Whether the issue is due to noise, unfriendliness or cigarette smoke, around 64 per cent of Swiss people are annoyed by their neighbours. For some, the situation is severe enough to end in court, or with one party moving house. Here is an overview of the representative survey on the topic of disputes between neighbours.
For many Swiss people, their own home is not quite an oasis of calm: almost a third are annoyed by noise caused by their neighbours (28 per cent). The chief sources of irritation include talking, children, footsteps, arguments, loud music and parties. Problems with unfriendly neighbours (16 per cent), cigarette smoke (14 per cent), and conflict about shared laundry facilities (13 per cent) were also cited. Surprisingly, it is mainly young people who complain about their neighbours.
One-third of people have argued with their neighbours
32 per cent of survey respondents had previously had an argument or disagreement with a neighbour. Of these, 12 per cent stated that they argue several times a year – while 67 per cent only rarely had disputes with their neighbours. At 36 per cent, significantly more young people are involved in these disputes than those aged over 55 (28 per cent).
Many do nothing about their annoying neighbours
If residents in Switzerland feel disturbed by their neighbours, 31 per cent ask politely for the disruption to cease. Another 7 per cent express their annoyance by knocking on the wall or ceiling. Should a disturbance occur repeatedly, 14 per cent would be prepared to complain to the landlord. But a not-insignificant 27 per cent do absolutely nothing – they just feel annoyed.
Tip: Try having a quiet word with your neighbour before getting your landlord or the police involved.

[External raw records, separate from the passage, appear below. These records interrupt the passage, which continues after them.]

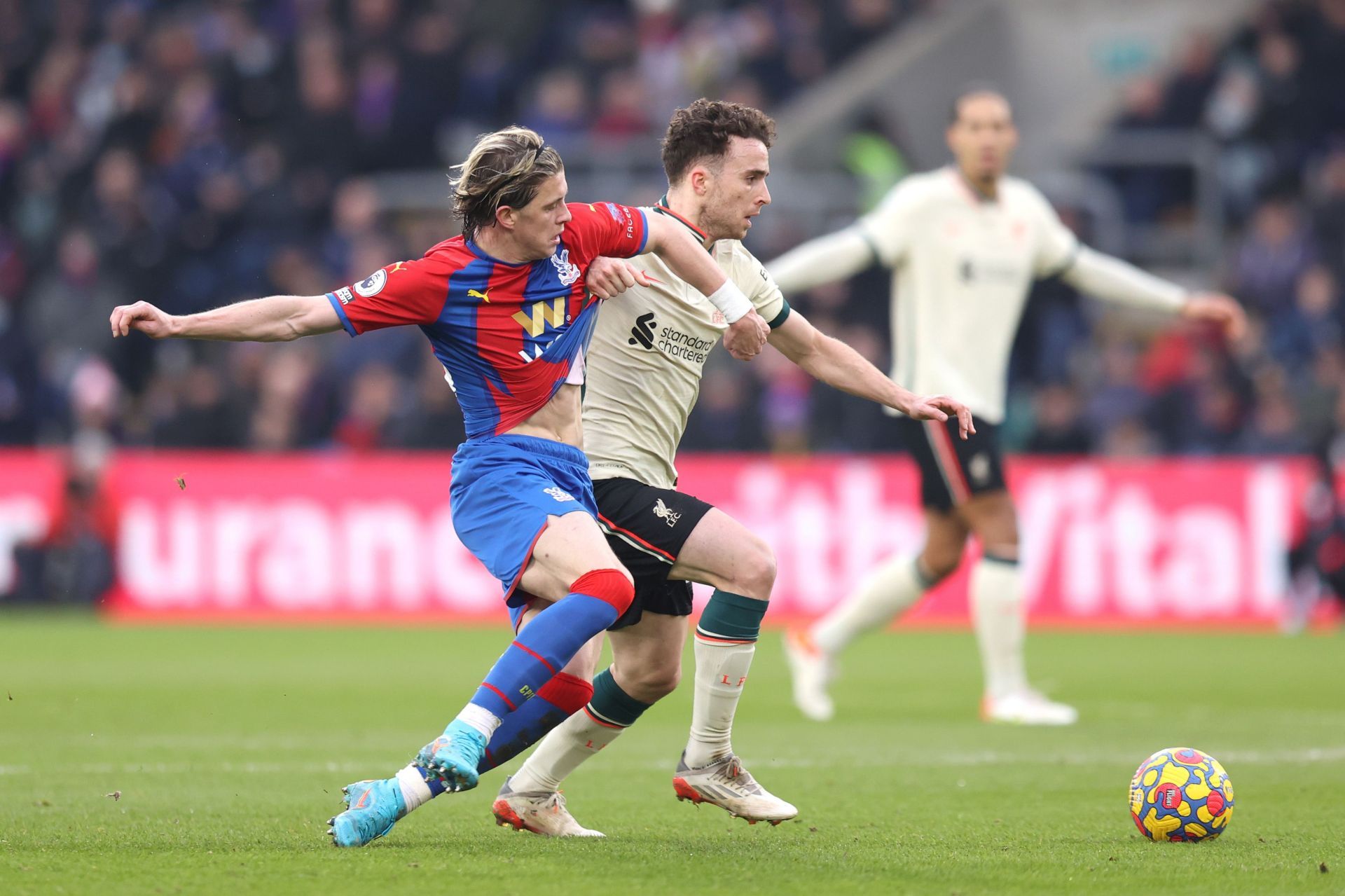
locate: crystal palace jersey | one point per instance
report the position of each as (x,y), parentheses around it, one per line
(509,336)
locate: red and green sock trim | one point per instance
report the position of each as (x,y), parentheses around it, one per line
(731,619)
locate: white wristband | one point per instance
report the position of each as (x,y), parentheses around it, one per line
(731,301)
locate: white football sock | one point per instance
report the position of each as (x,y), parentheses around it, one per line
(568,745)
(722,669)
(887,591)
(415,790)
(997,612)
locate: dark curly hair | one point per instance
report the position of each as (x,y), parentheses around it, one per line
(703,131)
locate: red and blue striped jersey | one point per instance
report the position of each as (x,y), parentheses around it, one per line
(506,334)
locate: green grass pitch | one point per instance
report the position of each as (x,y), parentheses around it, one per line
(229,750)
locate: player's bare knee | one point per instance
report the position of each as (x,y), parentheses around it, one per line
(755,572)
(656,681)
(938,563)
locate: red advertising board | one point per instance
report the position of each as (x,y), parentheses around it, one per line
(342,537)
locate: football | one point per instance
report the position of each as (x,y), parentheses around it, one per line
(1181,795)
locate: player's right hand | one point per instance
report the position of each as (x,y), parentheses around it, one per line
(745,337)
(609,277)
(941,408)
(142,317)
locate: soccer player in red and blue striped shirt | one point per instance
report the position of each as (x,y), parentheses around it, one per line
(506,311)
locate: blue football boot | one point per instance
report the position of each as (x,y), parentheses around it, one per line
(374,806)
(455,755)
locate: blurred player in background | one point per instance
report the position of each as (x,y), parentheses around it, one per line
(507,314)
(646,364)
(965,244)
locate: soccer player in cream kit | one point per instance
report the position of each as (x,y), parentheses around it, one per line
(965,244)
(644,371)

The last resort: moving away
Some see a move away as their last resort to resolve a conflict. One in six people who has had a dispute with a neighbour has moved house for this reason. “If a dispute between neighbours escalates and someone no longer feels comfortable at home, there are often only two options left: a move, or going to court,” says Nina Spielhofer, media spokesperson for property at comparis.ch. In fact, 15 per cent of respondents stated that a neighbourhood dispute had at some point escalated to a concrete legal dispute.
This representative survey was carried out by market research institute innofact on behalf of comparis.ch in September 2017, and involved 1,029 participants from across Switzerland.